Court of Cassation, Social Chamber, 21 January 2026, n° 24-12.127
In this case, an employee holding the position of R&D Department Director within a company was dismissed for gross misconduct by his employer on February 18, 2020. The dismissal letter referred to the existence of a romantic relationship between the employee and his assistant, and then reproached the employee in particular for his opposition to an internal reorganization of the administrative support within his department (following the disclosure of the romantic relationship between the employee and his assistant), repeated acts of insubordination, as well as threats and an attempted blackmail against the company’s president.
The former employee brought a claim before the labor court seeking to have his dismissal declared null and void.

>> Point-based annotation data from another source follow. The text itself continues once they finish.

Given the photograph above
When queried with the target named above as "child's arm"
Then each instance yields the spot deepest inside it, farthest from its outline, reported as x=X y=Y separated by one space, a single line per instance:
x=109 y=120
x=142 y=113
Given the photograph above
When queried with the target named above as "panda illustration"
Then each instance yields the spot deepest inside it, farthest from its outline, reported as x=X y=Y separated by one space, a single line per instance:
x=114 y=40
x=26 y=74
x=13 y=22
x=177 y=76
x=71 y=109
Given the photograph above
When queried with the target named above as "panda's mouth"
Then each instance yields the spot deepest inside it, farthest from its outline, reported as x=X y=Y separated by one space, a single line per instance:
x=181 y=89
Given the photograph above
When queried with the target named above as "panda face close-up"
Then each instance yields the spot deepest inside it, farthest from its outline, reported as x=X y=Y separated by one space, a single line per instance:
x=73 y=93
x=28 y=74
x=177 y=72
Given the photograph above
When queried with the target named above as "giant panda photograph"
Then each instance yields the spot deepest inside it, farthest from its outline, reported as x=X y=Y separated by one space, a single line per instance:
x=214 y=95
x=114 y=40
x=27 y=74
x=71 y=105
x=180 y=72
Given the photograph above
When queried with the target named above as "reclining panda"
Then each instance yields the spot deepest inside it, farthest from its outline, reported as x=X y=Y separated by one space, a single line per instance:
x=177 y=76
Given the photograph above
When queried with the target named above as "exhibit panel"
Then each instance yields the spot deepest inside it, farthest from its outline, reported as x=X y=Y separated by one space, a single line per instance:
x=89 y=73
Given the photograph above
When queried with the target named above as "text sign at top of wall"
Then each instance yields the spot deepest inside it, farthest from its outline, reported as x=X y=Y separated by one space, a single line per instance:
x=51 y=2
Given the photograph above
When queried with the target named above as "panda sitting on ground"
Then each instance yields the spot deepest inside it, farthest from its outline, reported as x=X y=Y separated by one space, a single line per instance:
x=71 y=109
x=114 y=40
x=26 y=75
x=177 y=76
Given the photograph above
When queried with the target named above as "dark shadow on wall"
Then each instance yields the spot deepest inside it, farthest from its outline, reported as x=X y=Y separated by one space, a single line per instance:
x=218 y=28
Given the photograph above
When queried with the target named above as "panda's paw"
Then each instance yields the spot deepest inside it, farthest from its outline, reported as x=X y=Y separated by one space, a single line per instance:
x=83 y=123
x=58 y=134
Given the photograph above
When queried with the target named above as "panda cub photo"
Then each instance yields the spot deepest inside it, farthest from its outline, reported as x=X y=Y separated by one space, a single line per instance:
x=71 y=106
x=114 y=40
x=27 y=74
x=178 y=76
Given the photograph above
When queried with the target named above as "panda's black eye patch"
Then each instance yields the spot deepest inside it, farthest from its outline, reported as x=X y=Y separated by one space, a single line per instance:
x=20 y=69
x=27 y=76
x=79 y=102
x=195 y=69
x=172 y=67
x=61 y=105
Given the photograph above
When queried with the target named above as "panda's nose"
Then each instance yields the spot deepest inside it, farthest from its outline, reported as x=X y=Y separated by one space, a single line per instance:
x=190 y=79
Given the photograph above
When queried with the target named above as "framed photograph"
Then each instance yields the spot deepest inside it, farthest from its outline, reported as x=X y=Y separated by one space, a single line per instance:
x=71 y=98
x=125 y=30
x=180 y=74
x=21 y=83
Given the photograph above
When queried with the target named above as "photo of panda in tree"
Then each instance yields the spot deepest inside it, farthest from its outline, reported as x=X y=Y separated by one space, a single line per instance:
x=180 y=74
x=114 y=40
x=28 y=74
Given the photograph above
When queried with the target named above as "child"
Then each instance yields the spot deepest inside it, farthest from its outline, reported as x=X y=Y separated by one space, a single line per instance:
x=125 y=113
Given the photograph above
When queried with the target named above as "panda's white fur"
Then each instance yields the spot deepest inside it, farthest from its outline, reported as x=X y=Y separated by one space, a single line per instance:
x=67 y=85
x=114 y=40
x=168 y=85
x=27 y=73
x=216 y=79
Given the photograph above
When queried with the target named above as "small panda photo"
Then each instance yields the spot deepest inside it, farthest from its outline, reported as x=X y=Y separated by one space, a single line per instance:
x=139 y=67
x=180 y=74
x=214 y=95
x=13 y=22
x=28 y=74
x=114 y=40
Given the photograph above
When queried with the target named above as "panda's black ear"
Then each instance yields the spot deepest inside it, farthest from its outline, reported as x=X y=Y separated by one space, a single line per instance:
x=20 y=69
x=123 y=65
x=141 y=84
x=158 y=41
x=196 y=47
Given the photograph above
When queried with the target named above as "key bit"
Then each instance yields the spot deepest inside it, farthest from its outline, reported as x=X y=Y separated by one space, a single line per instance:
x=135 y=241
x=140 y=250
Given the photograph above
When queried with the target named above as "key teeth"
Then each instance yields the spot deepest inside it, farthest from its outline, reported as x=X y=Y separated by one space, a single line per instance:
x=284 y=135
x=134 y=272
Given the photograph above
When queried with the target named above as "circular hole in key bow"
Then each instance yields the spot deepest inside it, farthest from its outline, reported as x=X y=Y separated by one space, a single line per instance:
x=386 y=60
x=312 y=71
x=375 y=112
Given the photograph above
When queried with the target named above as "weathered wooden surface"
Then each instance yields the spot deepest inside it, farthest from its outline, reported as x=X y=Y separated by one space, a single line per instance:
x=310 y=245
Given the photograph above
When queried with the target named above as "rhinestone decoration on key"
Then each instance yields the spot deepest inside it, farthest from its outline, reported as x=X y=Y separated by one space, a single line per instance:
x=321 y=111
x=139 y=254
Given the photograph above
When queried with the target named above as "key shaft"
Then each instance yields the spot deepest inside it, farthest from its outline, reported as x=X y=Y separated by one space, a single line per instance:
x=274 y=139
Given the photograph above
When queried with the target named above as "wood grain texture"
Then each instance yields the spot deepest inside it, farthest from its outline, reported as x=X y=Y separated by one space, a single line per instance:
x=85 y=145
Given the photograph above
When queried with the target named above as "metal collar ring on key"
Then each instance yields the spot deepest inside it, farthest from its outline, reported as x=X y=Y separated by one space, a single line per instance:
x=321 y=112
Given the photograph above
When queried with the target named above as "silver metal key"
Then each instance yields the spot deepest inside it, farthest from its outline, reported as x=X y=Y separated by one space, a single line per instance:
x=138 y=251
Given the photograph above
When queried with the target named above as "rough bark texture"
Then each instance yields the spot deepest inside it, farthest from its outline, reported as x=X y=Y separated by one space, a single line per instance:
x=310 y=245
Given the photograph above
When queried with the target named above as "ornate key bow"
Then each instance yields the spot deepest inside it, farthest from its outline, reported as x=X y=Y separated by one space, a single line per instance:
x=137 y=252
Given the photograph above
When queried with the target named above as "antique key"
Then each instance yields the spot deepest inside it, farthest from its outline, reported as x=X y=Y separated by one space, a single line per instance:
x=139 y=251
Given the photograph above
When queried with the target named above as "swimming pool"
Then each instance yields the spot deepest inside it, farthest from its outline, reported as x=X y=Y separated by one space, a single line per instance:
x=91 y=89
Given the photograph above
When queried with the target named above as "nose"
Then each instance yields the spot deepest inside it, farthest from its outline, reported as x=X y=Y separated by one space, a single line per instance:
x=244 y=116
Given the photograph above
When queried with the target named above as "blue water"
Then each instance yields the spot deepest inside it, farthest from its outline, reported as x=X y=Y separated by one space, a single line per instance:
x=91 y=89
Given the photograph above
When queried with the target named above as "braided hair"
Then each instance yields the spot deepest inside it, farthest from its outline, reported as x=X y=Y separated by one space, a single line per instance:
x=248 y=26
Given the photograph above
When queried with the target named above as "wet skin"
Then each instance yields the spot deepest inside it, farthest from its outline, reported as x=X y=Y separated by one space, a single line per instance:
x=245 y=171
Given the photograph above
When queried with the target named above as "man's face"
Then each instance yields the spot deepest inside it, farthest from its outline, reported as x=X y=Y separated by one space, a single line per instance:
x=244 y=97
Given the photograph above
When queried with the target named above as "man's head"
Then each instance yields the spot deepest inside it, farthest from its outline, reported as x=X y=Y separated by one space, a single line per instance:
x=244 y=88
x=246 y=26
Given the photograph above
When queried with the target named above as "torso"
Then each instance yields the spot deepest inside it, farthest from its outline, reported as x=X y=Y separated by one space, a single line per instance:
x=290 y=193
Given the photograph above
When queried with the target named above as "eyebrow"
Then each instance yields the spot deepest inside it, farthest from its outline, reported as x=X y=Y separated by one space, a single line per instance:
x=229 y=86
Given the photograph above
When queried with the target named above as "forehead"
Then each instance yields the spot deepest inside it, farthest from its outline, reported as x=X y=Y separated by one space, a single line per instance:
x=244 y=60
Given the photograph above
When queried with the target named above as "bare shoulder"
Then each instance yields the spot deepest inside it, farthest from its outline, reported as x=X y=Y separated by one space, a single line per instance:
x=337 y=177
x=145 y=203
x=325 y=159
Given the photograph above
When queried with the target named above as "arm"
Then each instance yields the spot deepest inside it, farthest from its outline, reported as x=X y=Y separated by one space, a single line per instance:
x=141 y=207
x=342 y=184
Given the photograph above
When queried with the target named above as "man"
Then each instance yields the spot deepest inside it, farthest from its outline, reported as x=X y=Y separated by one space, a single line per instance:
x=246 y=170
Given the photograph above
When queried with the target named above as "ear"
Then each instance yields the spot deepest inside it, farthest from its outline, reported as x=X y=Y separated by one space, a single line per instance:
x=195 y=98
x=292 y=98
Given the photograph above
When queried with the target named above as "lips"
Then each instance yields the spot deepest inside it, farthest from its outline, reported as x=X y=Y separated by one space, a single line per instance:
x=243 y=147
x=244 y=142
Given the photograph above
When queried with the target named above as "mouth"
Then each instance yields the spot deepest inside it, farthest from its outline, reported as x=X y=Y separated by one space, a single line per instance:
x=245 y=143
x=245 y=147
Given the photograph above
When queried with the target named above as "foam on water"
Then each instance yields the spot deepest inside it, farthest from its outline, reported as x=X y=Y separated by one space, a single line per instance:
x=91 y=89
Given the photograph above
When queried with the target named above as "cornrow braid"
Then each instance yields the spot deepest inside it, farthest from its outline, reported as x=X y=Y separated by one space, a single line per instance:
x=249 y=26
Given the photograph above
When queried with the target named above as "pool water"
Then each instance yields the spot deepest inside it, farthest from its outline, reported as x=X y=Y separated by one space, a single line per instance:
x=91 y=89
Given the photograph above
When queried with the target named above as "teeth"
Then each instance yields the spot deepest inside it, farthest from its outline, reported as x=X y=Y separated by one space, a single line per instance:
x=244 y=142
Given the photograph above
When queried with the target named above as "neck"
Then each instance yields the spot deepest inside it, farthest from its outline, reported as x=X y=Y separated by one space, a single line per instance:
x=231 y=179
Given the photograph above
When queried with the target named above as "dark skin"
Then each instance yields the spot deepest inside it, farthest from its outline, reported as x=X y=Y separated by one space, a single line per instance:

In a decision dated January 11, 2024, the Court of Appeal held the dismissal to be null, finding that it was in reality based on a matter relating to the employee’s private life (his relationship with another employee), without the employer demonstrating a clear disturbance within the company. The employer therefore filed an appeal with the Cour de cassation. The Cour de cassation partially overturned the Court of Appeal’s decision insofar as it had held the employee’s dismissal to be null. It ruled that the Court of Appeal had distorted the dismissal letter by characterizing one of the grounds as relating to the employee’s private life. According to the Court, the romantic relationship was merely a contextual element mentioned at the beginning of the dismissal letter: the actual grounds concerned the employee’s insubordination and blackmail following the reorganization of the department imposed by the employer. Consequently, the mere reference to an element of the employee’s private life in the dismissal letter is not sufficient to justify the nullity of the dismissal.